リーマンショックや東北大震災のときを上回る下落幅と言われるが、幅で語るのは、あまり意味がない。率ではどうか。リーマンが実は数字が発見できず省略。
東北大震災時は3.14日が9620▼634で下落率6.2%、15日が8605▼1015で同10.6%。
今回は14484▼1143で下落率は7.3%。大震災時の3.15日よりは、率的には小さいことがわかる。
ちなみにブラックマンデー時の1987年10月20日は21910▼3836で下落率14.9%だった。

こうしたときよりは下落率は小さいわけだが、しかし大した理由もなく、これだけ下げたのは、前例がなく、この原因を究明することが重要だろう。下げの原因としては、いろいろ語られているので省略。結局そうした表面的理由より、これまで大きく上げ続けてきたことへの警戒感が、前回の5.15日(この日は日経平均は上げているが値下がり銘柄数の方がはるかに多かった)、16日の調整に続いて、再度頭をもたげたということだろう。そして、昔とは違う取り引き環境=いわゆる高速取り引き、信用取引の規制緩和に伴う売買活発化、ネット取り引きが主流になったことによる一方に偏りやすい売買といった要因が、値動きを大きくし、行過ぎた下げをうんだとみる。海外との比較等から判断して、本来はせいぜい500円から700円程度の下げにとどまるところだったと、私は考えている。

22日段階の日本株の今期予想PERは17.8倍だった(東証1部全銘柄)。それが23日の下げで16.9倍程度に低下した(鎌倉雄介試算)。そして、今期業績は円安(企業は想定為替レートを1ドル94円前後としているが、ユーロも含め実際はこれよりかなりの円安になろう)により、上ぶれ必至である。よって16.9倍は15倍台に低下するのではないか。そうなると、これは、歴史的にも、かなり低い数字である。日本株は、歴史的に欧米主要国と比べ、ほぼ一貫して最も高PERだった。15倍台なら、欧米各国のなかで通常一番高PERのアメリカといい勝負となろう(最新時点の数字を持ち合わせていないので、お許し願う)。

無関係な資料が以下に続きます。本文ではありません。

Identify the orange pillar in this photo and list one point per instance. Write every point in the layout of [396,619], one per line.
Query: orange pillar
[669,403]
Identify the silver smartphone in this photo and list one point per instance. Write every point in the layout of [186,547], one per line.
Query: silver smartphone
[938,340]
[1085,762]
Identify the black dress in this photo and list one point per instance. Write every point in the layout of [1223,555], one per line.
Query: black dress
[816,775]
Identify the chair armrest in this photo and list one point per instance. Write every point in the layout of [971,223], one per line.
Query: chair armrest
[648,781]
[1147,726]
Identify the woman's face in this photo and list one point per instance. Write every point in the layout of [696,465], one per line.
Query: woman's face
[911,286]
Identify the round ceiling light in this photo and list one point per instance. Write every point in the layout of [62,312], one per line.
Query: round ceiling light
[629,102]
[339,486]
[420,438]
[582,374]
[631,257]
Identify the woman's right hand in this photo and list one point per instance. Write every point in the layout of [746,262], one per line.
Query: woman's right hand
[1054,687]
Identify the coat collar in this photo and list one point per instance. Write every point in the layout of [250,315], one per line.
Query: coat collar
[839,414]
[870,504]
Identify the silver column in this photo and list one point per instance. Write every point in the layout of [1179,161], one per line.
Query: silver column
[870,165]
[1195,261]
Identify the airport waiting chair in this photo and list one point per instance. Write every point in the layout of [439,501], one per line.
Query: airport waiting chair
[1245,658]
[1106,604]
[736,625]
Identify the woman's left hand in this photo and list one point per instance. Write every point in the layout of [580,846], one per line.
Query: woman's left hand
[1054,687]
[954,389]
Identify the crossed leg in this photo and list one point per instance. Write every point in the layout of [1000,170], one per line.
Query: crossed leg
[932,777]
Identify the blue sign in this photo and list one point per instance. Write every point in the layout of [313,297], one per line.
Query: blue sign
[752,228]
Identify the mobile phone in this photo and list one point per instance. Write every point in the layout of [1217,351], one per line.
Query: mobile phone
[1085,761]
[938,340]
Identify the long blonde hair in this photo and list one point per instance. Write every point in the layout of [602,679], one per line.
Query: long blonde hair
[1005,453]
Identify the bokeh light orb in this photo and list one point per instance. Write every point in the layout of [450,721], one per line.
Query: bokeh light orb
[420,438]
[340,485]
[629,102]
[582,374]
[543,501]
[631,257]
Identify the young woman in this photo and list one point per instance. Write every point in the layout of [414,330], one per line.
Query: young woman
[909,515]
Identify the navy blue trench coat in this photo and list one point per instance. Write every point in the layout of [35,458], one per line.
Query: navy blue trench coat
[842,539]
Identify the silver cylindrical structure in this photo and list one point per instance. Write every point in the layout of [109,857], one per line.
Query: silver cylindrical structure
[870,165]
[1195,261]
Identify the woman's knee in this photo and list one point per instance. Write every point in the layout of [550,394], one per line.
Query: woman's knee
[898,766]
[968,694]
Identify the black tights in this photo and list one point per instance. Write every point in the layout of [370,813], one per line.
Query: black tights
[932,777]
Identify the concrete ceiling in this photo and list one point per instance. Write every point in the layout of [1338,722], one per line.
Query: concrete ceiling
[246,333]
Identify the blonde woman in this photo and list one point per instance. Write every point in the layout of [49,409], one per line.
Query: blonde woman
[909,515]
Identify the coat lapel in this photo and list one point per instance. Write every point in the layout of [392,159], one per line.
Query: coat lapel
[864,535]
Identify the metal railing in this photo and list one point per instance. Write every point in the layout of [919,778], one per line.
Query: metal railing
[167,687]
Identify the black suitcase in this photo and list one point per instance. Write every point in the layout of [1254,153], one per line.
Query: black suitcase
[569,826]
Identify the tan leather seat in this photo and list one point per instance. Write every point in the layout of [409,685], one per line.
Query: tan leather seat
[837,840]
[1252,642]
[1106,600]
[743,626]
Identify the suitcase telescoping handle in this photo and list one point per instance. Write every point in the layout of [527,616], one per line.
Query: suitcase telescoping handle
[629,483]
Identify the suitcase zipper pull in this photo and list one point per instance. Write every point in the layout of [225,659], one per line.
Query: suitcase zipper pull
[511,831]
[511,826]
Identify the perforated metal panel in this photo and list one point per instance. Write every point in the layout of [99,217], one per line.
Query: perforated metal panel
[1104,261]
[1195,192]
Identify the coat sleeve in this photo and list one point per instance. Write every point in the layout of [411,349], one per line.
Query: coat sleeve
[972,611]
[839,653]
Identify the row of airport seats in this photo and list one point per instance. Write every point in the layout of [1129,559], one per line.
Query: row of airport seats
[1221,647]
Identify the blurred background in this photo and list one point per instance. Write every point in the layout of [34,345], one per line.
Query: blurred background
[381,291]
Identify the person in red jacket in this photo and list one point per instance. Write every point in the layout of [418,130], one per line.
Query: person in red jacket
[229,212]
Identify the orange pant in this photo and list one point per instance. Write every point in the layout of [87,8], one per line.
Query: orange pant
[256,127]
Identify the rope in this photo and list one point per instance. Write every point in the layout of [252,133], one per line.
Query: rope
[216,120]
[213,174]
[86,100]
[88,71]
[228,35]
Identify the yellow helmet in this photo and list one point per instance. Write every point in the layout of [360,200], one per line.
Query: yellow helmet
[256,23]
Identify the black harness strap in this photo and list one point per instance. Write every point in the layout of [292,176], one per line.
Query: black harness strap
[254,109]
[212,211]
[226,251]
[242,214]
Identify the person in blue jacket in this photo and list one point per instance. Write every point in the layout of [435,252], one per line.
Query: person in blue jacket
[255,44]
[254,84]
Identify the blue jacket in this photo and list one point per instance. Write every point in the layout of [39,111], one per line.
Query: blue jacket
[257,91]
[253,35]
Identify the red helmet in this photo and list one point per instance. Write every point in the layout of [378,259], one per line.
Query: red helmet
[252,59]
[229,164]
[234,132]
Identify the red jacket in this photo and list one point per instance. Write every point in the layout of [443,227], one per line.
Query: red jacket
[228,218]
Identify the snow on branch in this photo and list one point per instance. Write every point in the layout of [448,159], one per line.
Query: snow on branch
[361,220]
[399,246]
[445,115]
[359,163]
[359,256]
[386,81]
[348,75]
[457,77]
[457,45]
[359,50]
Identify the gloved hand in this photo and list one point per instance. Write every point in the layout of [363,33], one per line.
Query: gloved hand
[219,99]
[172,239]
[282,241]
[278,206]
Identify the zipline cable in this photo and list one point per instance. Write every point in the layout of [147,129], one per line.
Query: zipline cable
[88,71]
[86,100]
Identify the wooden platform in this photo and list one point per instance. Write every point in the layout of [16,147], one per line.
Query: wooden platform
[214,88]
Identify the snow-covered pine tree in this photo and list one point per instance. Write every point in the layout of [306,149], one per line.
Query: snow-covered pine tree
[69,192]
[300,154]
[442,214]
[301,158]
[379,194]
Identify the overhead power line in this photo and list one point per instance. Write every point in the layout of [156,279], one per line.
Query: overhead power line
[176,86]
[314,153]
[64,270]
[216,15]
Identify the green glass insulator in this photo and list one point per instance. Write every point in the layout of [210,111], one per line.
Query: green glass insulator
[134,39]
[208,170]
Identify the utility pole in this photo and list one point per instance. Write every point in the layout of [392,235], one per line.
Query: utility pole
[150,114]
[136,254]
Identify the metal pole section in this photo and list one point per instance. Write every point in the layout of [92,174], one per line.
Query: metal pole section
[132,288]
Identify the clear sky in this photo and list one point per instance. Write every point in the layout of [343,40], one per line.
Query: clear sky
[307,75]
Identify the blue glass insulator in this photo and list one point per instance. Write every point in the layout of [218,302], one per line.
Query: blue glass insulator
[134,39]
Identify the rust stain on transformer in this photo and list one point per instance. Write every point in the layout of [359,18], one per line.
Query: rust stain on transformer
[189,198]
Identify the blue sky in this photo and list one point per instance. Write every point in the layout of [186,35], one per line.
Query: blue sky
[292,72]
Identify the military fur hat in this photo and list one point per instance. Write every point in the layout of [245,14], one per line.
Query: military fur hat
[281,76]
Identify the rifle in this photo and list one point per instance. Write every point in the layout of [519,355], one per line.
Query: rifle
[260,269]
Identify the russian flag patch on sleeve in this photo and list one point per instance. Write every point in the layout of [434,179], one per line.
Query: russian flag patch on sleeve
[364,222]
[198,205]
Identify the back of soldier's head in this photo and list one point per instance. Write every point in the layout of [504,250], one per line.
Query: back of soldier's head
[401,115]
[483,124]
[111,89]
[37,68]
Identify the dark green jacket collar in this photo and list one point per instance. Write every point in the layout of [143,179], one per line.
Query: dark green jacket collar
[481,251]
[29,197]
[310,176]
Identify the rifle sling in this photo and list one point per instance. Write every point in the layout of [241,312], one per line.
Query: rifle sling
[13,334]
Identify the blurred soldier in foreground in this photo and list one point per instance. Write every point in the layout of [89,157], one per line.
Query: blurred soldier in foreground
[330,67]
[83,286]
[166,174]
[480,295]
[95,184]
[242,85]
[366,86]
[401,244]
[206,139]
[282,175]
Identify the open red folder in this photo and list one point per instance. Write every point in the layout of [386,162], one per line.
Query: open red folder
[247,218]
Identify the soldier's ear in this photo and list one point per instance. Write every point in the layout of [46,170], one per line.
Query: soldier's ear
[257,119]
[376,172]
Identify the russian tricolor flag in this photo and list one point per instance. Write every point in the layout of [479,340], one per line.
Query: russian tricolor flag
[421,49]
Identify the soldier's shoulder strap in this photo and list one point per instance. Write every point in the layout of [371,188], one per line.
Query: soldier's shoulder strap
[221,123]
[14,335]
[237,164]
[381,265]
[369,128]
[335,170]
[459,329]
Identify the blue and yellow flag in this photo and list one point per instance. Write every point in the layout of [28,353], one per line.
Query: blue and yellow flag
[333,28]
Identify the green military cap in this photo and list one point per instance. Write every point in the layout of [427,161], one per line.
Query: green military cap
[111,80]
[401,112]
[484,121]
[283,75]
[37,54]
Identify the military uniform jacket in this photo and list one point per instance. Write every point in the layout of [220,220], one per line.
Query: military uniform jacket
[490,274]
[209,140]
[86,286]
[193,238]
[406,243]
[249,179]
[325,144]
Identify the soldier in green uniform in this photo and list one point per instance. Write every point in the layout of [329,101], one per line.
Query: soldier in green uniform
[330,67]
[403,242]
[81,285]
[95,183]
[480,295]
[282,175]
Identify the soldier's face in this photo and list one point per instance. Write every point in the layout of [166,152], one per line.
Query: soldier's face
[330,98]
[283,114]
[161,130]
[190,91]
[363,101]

要するに言いたいのは、日本株に割高感はないどころか、むしろ割安といっていいくらいだということである。よって、今後の、相場動向を考えるとき、そう弱気になることはない。TVは1ヵ月くらいは調整かとか、海外も日本株暴落を受けて大きく値下がりとか言っているが、かなりあやしいものがある。
ヨーロッパ各国株の下落率は2%強前後にとどまり、アメリカ株はNYダウでは徐々に下げ幅を縮小、現在は20ドル余(0.14%程度)の小幅な下げにとどまっている(ただし前日のようなこと=起きたら上げていたはずが下げていた=もあるので要確認)。
CME日経平均先物も156円程度高い。主力株と小型株では、一時的に値動きが大きく違うこともよくあるので、軽軽なことは言えないが、基本的に、先行きを悲観するには及ばない。
というより、本音を言えば、私は強気である。ただし、ほとんどの投資家の資金状況は悪化しているので、瞬間的に大きく下げる場面がないとも限らない。慌てず、そういう止むを得ない売りが一巡して、相場がどう動くのかを見極めよう。

5月24日 0時56分記

お詫び=読者のかたから多くのコメントをいただいている。全てに目を通しているが、緊急事態でお返事できないことを、ご了解願う。こういう精神的にきつい局面は株式投資には付き物である。スターリン暴落(1953年)はさすがに知らないが、昭和40年証券不況以来の暴落と付き合ってきた者として、こういう下げは怖るるに足らずと言っておこう。